Today sees the premiere of The Fall of Metatron, the new music video from MIRA新伝統, the performance and audiovisual duo formed by Honami Higuchi and Raphael Leray. Based in Athens but originally founded in Tokyo, the pair have become known for their haunting blend of sound, ritual, and philosophy. Their creations often feel suspended between the sacred and the synthetic, merging Shinto-inspired gestures with post-industrial atmospheres to explore how myth might survive in the digital age.
The Fall of Metatron envisions the descent of Metatron, the scribe of God and celestial intermediary, as a rupture in myth. Rather than illustrating a divine catastrophe, the video stages an act of transformation. The archangel’s form dissolves into Lambdochian, a symbolic language invented by the duo from lambda-calculus diagrams and Lojban phonetics. It is both a code and a prayer, where logic meets poetry and data becomes ritual. Minimal yet immersive, the film unfolds with a meditative rhythm. Fragments of light and movement evoke an atmosphere of controlled tension, suggesting a world in which technology itself becomes sacred. The fall becomes a rewriting, a reconfiguration of myth in times of cultural collapse. Every frame feels deliberate, choreographed like a ceremony of translation.

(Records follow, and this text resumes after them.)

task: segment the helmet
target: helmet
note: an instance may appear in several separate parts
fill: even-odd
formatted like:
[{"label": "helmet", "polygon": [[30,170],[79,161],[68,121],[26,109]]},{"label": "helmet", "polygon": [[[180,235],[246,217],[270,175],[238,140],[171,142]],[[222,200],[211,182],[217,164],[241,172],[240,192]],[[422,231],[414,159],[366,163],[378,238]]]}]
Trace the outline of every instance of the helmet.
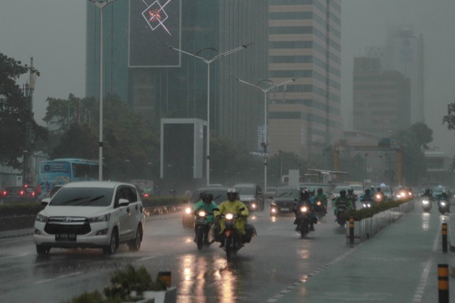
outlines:
[{"label": "helmet", "polygon": [[300,195],[301,196],[301,199],[307,199],[310,196],[310,191],[306,187],[304,187],[300,191]]},{"label": "helmet", "polygon": [[213,199],[213,195],[210,192],[205,192],[203,197],[203,201],[205,203],[210,203]]},{"label": "helmet", "polygon": [[228,199],[231,202],[235,201],[237,199],[237,189],[235,188],[230,188],[228,189]]}]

The track, released last week, offers a glimpse into Mythoplaxy, MIRA新伝統’s debut album out January 16 via Infinite Machine. The record gathers eleven compositions that move between electronic ballads and mythogenic fragments, conceived as “the rudiments of a symbolic architecture.” Through these pieces, the duo imagines the myths and ruins humanity might choose to carry forward, echoing the thought of philosopher Federico Campagna.
With The Fall of Metatron, MIRA新伝統 extends an invitation to descend, listen, and decode. Theirs is a language of sound and image that refuses to separate the human from the divine, a poetic system where even collapse becomes creation.